Outreach on Market Development for Wood Energy Equipment Companies.

With funding from USDA Forest Service Wood Education and Resource Center, developed and presented a series of 3 programs with cooperation of staff from US Department of Energy Buildings program, National Renewable Energy Laboratories, and Environmental Protection Agency. Project was completed in association with the Biomass Thermal Energy Council.


Industrial Energy Source Conversion Assessment 

Pennsylvania pulping and paper making facility was considering steam plant conversion from coal/wastewood to natural gas.  Our review considered alternate outlets for the large flow of displaced bark and wood fiber, economics, environmental effects, and risk.


Site Damage Assessment and Restoration Plan

Client property had been cleared of timber in trespass cutting, with top soil pushed off as stumps were cleared.  Concern was that normal types of regeneration would fail due to the excessive surface disturbance.  Field work included mapped soil conditions assessment, research into local availability and costs for supplies, planting stock and labor provided by planting contractors experienced in restoration projects.  As quarrying activity had been involved, the report also addressed opportunities to vary the approach, to provide greater assurance of satisfaction with final results while also reducing the costs for all parties.

Biothermal energy feasibililty - County facilities in mid-Atlantic state.

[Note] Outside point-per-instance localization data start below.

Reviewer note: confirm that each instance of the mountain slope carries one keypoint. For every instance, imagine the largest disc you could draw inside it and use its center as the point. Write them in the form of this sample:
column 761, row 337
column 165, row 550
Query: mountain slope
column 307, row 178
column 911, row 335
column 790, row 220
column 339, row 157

Project required three parallel activities.  One was to identify sources of fuel-possible forms of wood, available quantities, and the companies' interest in potentially contracting as a supplier.   The second was to screen county facilities for those having energy profiles matching the character of the most prevalent type(s) of potential wood fuel.  The third step was to request information for county review, from biothermal technology companies, for budget cost estimates of installed and commissioned equipment.

Renewable Energy Source Opportunities for University Campus

We were asked to evaluate how biomass thermal energy system could be incorporated into a modern campus co-generation and district heat and cooling network.  The direction changed during the first meeting; we felt the uncertainty being expressed by the university's design, sustainability and engineering team members. 

The final report characterized campus energy requirements by end purposing and consistency of flow over time.  Considering future requirements, the range of renewable source options was evaluated on the capacity of each type (i.e. solar thermal, pv, wind, high temperature geothermal, geothermal heat pump, biogas and woody biomass) to meet the primary loads, which are heat, service hot water and cooling.  Data was included on renewable energy systems installed on other university campuses.           

Wood Energy as a Tool in Austrian Forest Improvement
:

Organized and co-led week-long tour of Austrian renewable energy sites including advanced wood combustion systems, and managed forests from which they are affordably fueled, for combined group of 14 American energy and forestry professionals representing three universities, federal and state government, private business and forest landowners.

Published "The Missing Link in Wood Energy: Architects and Energy Professionals" with Dan Richter, 2010.

Report for USDA Forest Service on national survey of building and energy design professionals about specifying wood as a modern HVAC source.

District renewable heat:
Helped school district consider, then implement (1987 decision) the first modern wood fired district heating system, connecting two school buildings  in northeast Pennsylvania.

Publications: 
Partial list on our "Ideas and Insights" page.

Book collaboration:
Lead author of Chapter 2, Sustainability, Cold Climate Buildings Design Guide.  ASHRAE, 2015

Education:
Master of Forestry degree from the Duke University School of Forestry, 1977.
Bachelor of Arts, Gettysburg College, 1970.


Professional Registration, Affiliations:
North Carolina Registered Forester, # 408, Society of American Foresters, Forest Guild, PA Council of Professional Foresters, American Society of Heating, Refrigeration and Air Conditioning Engineers, Pennsylvania Forest Products Association, North Carolina Forestry Association.